So what happened? Are the divers in question too hard on themselves -- in other words, did their instructors CORRECTLY determine that they were more competent than they felt they were?

Did the instructors determine that they WERE deficient in one or more areas, but didn't think it mattered?

Did the instructors not realize that the students were deficient in one or more areas?

Did the instructors not care? (BTW, I don't like this answer and strongly believe that it rarely pertains.)

When I think about my certification, I never successfully completed a descent without holding onto the BC of an instructor. (I did one descent without that, but I lost the descent line and my instructor, and ended up on my back on the bottom all by myself.) I never attained neutral buoyancy (had to fin not to sink) and had to hold somebody's hand to remain oriented in space. In retrospect, I have a hard time figuring out why anybody thought I was well enough trained to go out and dive, even restricting the diving to the conditions in which I got certified (which was less than 10' viz, cold water, and dry suit diving). But I went to Hawaii five dives later and felt like Superman. So maybe my instructors recognized that what I was doing was difficult, and under other circumstances, I would be much more competent.

The problem was that 90 percent of my diving would be done in the conditions where I had proven myself somewhat lacking.
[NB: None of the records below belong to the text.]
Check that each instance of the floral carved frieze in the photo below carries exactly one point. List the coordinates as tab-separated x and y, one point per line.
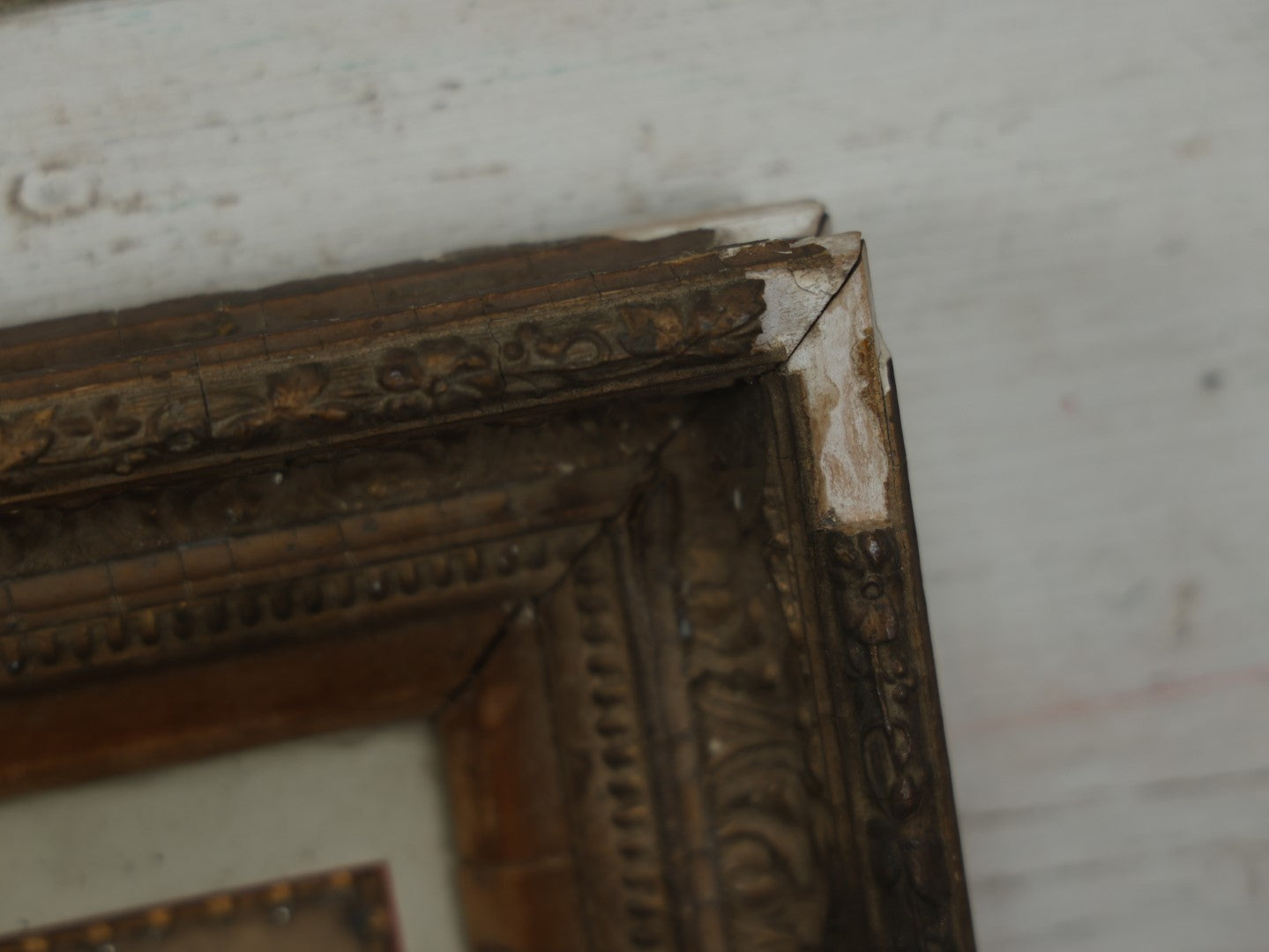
175	411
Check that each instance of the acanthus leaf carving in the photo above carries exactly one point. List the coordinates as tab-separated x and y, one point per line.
907	853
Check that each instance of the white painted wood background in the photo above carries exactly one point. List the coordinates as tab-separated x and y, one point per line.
1067	213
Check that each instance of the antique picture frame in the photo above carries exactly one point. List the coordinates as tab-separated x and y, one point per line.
626	517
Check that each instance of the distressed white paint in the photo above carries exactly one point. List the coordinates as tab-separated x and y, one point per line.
795	295
782	219
847	428
1067	222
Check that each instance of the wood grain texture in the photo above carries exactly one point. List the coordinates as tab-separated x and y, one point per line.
1067	228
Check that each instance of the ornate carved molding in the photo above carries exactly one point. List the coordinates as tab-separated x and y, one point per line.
327	488
384	372
890	749
234	611
601	712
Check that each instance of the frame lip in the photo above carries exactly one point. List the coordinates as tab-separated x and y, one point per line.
812	331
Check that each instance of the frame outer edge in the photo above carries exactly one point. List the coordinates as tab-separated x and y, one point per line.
879	657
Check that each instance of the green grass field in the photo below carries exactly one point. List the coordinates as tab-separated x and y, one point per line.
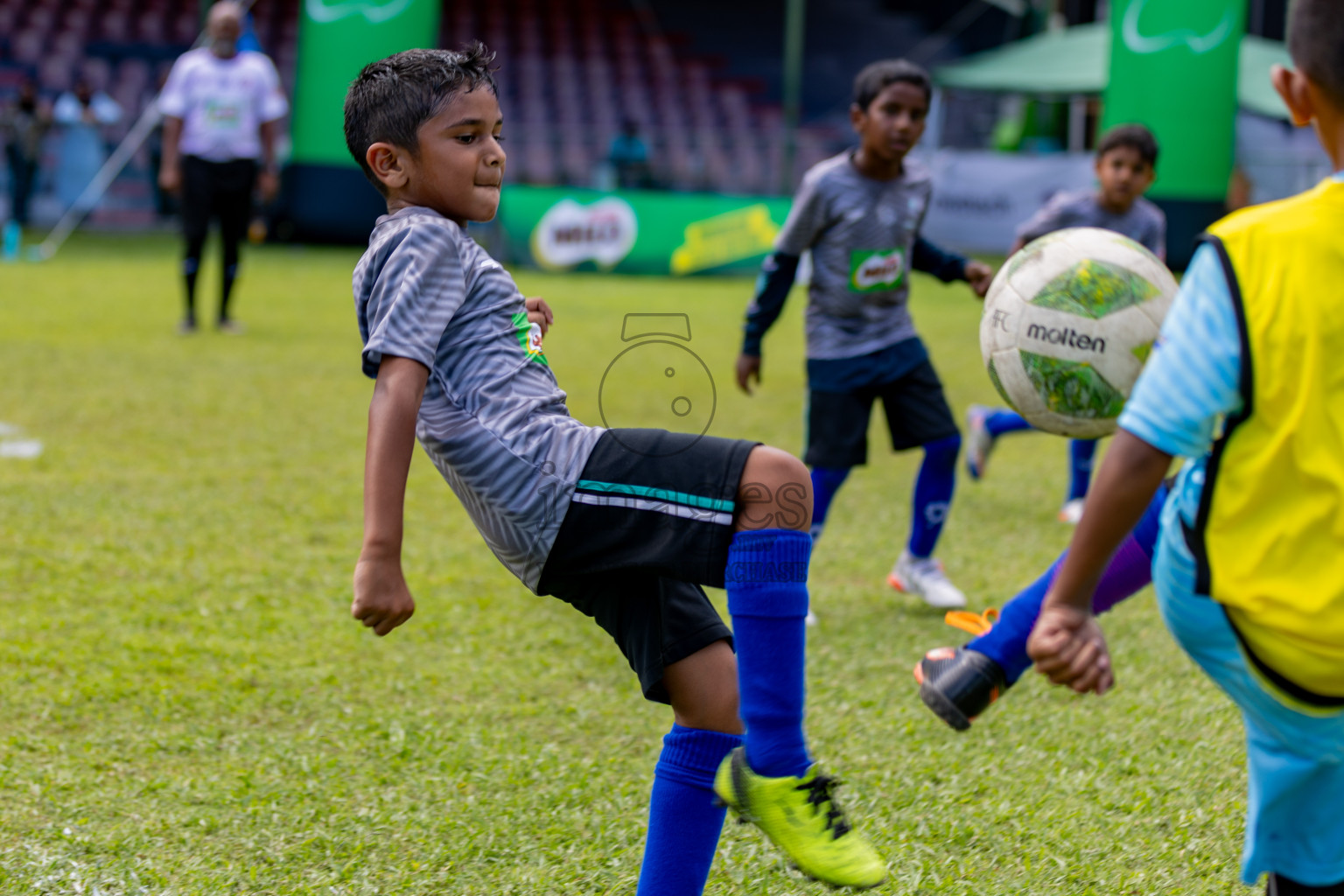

So -- I'd like to hear the opinions of both students and instructors. Are we new divers too critical of ourselves? Or are standards too lax? Or are instructors not taught what to look for? I really don't know the answers to these questions.
 
"Or are standards too lax?'

By and large, YES!

What if you did this, realizing you live in a cold warter area, go to your favorite pool with only a cheap plastic plate, a single aluminum 80 and a regulator (no LP, no octa, no nothing else, no wet suit, no dry suit, no BC, no nothing) and a mask and fins. Take a weight belt with a selection of small weights. Learn to weight yourself neutral with the 80, yeah, it will go positive at the end and be slightly negative at the beginning--no big deal. Learn to use your breath to control bouyancy--that is the goal grasshopper. When you can do that then begin adding your equipment all the while trying to maintain that neutral weighting. It may take several weeks to learn all that. This is why scuba courses used to take eight to twelve weeks, two nights a week, four hours a night with both lecture and pool work and each pool session began with a swim and ended with a doff and don and yes they used to flunk people. swim some laps, evaluate your fitness level, learn how to doff and don, yeah, even learn how to buddy breath. It might come in handy some day.
The idea is to stop using equipment as a crutch and instead use it to magnify the new skills and confidence you have aquired. People dived quite well for several decades before there were a such thing as a BC. I know, it will be hard to park all that fancy gear while you learn to dive without it in a pool or warm water setting (a controlled setting of course) but I think it would help develop a basic at ease with the water. Just a thought. N
 
TSandM:
So -- I'd like to hear the opinions of both students and instructors. Are we new divers too critical of ourselves? Or are standards too lax? Or are instructors not taught what to look for? I really don't know the answers to these questions.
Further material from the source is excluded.